By that I do not mean we, as America, are bigger or better than Iraq as a country. I mean that that sum of our national existence is not bound up in what happens there. The country will go on. Whatever happens, we’ll recover from it. And whatever might happen, there are things that matter much more to this country’s future — like whether we have a functioning military any more, whether our economy is wrecked, whether this country tears itself apart over this catastrophe. But we’ll go on and look back at this and judge what happened.

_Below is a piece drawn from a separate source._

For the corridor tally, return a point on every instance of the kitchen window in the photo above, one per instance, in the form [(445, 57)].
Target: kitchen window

Not so for the president. For him, this is it. He’s not bigger than this. His entire legacy as president is bound up in Iraq. Which is another way of saying that his legacy is pretty clearly an irrecoverable shambles. That is why, as the folly of the enterprise becomes more clear, he must continually puff it up into more and more melodramatic and world-historical dimensions. A century long ideological struggle and the like. For the president a one in a thousand shot at some better outcome is well worth it, no matter what the cost. Because at least that’s a one in a thousand shot at not ending his presidency with the crushing verdict history now has in store. It’s also worth just letting things keep on going as they are forever because, like Micawber, something better might turn up. Going double or nothing by expanding the war into Iran might be worth it too for the same reason. For him, how can it get worse?

And when you boil all this down what it comes down to is that the president now has very different interests than the country he purports to lead.